Mayor Vincent Gray's 2010 campaign used unauthorized public-housing database, report says
D.C. Mayor Vincent Gray is finding himself responding to new allegations stemming, once again, from his 2010 campaign.
Apparently, Gray’s campaign used an unauthorized database of public housing residents to help its “Get-Out-The-Vote” effort.
According to the Washington Post, the list of 6,000 residents helped Gray’s campaign identify individuals thought to be among the most sympathetic to his cause but who generally have not turned out in significant numbers in city elections.
The list included the names, addresses and phone numbers of people receiving public assistance in several housing complexes, which are all located in precincts that Gray won by a large margin.
"I don't know the existence of any such list, and even if there were such a list it would have been useless," Gray said.
The D.C. Housing Authority says it didn’t release the information.
It is unclear who assembled the list or how the campaign got it, the Post reports.
D.C. resident Laura LaPrade said, "I think it seems suspicious that all these things happened in his campaign that he had no idea about."
Despite all the allegations, many residents are standing by the mayor.
"Overall, I think he's a good mayor," added D.C. resident Paulette Powell.

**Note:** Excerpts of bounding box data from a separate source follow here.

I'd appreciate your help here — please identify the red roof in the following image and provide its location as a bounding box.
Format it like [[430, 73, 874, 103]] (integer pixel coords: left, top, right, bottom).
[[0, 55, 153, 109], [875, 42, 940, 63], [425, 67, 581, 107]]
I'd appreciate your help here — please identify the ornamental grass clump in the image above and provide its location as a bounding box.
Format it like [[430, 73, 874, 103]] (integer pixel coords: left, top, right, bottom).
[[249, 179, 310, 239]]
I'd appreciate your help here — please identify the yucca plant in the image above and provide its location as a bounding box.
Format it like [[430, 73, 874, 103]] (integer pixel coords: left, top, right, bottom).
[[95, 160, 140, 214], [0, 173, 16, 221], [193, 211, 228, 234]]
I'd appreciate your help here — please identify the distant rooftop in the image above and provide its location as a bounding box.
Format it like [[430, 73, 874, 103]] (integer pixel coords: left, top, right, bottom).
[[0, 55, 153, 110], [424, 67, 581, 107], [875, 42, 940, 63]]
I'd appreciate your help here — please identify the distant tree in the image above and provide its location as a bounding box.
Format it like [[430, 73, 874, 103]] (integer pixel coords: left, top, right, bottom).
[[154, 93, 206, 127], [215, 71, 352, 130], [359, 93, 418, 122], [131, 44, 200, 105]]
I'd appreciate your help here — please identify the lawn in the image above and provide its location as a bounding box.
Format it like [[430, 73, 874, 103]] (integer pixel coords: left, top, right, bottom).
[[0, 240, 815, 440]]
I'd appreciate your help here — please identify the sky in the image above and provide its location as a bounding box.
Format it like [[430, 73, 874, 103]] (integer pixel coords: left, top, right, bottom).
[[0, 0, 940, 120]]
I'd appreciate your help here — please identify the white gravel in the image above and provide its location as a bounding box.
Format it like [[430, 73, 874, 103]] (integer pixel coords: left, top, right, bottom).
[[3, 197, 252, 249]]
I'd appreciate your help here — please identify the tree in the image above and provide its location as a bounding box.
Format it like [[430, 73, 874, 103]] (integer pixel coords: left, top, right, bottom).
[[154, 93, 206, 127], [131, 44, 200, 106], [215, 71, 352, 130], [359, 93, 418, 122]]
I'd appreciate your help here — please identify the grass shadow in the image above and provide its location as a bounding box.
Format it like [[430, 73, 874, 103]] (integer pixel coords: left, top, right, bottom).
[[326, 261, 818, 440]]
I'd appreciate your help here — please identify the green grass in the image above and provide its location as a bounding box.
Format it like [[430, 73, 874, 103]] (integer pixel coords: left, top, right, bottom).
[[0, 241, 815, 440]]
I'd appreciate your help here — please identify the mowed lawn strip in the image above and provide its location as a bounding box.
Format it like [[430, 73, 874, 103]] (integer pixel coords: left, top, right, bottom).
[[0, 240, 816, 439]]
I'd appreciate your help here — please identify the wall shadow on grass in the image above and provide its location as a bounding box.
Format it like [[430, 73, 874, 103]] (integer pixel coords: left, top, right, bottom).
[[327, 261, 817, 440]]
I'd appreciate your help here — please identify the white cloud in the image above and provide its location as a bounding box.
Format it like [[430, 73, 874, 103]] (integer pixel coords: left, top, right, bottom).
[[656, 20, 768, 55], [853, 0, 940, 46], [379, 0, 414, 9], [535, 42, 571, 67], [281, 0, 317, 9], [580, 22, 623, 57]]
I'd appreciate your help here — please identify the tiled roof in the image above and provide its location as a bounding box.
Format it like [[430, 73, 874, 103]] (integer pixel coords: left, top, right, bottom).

The allegations come after three supporters and aides to the Gray campaign have pleaded guilty to various campaign violations.
D.C. resident Alicia Gray said, "It's still not over. I think it's going to continue. Every time they look, they're gonna find something."
As the investigation continues and more and more allegations surface, Gray continues on with the day-to-day business of the city. But even a routine speech at the International AIDS Conference was sidetracked by protestors upset with the lack of housing for HIV patients.
After his speech, a frustrated Gray refused to stop and speak with reporters.
"Clearly the drip, drip, drip is what builds in most scandals, and this is no exception. It can't keep dripping or else he's going to drown," Howard Park, also of D.C., said.
Gray countered, "We're not creating the drip, drip, drip. We're continuing to do out job. If somebody has concrete evidence, then put it on the table."
So far, none of the prosecutor's evidence or revelations in the press have linked Gray to any wrongdoing.
But for the first time, a member of the mayor's family has been drawn into the controversy. Gray's son Carlos Gray is mentioned in the Post report, because he works at the Housing Authority, where the list originated. But, Carlos denies having anything to do with the list, and there's no evidence linking either Gray.